The 'later' suddenly caught up with him, and he did indeed feel quite ashamed. These people had hardly anything, apart from loads of gold.

'Er. Thanks. Thank you. Yes. Just checking. Yes. You can all have it back now. I'll... er... keep... the elderly grandmother... to run sideways... oh, damn... fish.'

Rincewind had always been on the bottom of the social heap. It didn't matter what size heap it was. The top got higher or lower, but the bottom was always in the same place. But at least it was an Ankh-Morpork heap.

No-one bowed to anyone in Ankh-Morpork. And anyone who tried what he'd just tried in Ankh-Morpork would, by now, be scrabbling in the gutter for his teeth and whimpering about the pain in his groin and his horse would already have been repainted twice and sold to a man who'd be swearing he'd owned it for years.

He felt oddly proud of the fact.

Something strange welled up from the sludgy depths of his soul. It was, to his amazement, a generous impulse.

He slid off the horse and held out the reins. A horse was useful, but he was used to doing without one. Besides, over a short distance a man could run faster than a horse, and this was a fact very dear to Rince-wind's heart.

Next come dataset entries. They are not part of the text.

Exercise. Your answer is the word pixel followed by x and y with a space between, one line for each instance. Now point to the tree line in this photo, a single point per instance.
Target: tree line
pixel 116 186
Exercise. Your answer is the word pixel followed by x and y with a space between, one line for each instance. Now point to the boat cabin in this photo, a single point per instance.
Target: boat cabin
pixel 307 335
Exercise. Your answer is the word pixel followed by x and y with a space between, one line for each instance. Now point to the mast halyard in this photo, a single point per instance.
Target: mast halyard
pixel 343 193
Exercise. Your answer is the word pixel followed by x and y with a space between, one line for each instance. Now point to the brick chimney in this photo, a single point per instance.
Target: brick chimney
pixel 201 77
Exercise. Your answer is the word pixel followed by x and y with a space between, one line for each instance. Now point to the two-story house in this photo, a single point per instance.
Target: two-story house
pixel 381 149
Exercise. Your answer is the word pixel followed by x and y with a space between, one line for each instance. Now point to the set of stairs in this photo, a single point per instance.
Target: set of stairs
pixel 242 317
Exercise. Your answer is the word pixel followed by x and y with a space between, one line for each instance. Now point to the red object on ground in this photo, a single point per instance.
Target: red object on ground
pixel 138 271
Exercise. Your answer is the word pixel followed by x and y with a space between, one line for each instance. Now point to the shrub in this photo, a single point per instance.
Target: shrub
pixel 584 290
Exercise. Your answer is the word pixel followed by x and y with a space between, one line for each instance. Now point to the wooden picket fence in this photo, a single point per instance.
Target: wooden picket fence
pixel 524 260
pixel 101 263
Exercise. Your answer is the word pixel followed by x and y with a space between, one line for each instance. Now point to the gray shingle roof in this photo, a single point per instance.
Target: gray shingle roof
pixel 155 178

'Here,' he said. 'You can have it. For the fish.'

The wheelbarrow-pusher screamed, grabbed the handles of his conveyance and hurtled desperately away. Several people were thrown off, took one almost-look at Rincewind, also screamed, and ran after him.

Worse than whips, Cohen had said. They've got something here worse than whips. They don't need whips any more. Rincewind hoped he'd never find out what it was, if it had done this to people.

He rode on through an endless panorama of fields There weren't even any patches of roadside scrub, or taverns. Away among the fields were shapes that might be small towns or villages, but no apparent paths to them, possibly because paths used up valuable agricultural mud.

Finally he sat down on a rock that presumably not even the peasants' most concerted efforts had been able to move, and reached into his pocket for his shameful dried fish lunch.

His hand touched the bundle of papers Mr Saveloy had given him. He pulled them out, and got crumbs on them.

This is what it's all about, the barbarian teacher had said. He hadn't explained what 'it' was.

WHAT I DID ON MY HOLIDAYS , said the title. It was in bad handwriting or, rather, bad painting - the Agateans wrote with paintbrushes, assembling little word pictures out of handy components. One picture wasn't just worth a thousand words, it was a thousand words.

Rincewind wasn't much good at reading the language. There were very few Agatean books even in the Unseen University Library. And this one looked as though whoever had written it had been trying to make sense of something unfamiliar.

He turned over a couple of pages. It was a story about a Great City, containing magnificent things - 'beer strong like an ox', it said, and 'pies containing many many parts of pig'. Everyone in the city seemed to be wise, kind, strong or all three, especially some character called the Great Wizard who seemed to feature largely in the text.

And there were mystifying little comments, as in, 'I saw a man tread upon the toes of a City Guard who said to him "Your wife is a big hippo!" to which the man responded "Place it where the sun does not shed daylight, enormous person", upon which the Guard [this bit was in red ink and the handwriting was shaky, as if the writer was quite excited] did not remove the man's head according to ancient custom.' The statement was followed by a pictogram of a dog passing water, which was for some obscure reason the Agatean equivalent of an exclamation mark. There were five of these.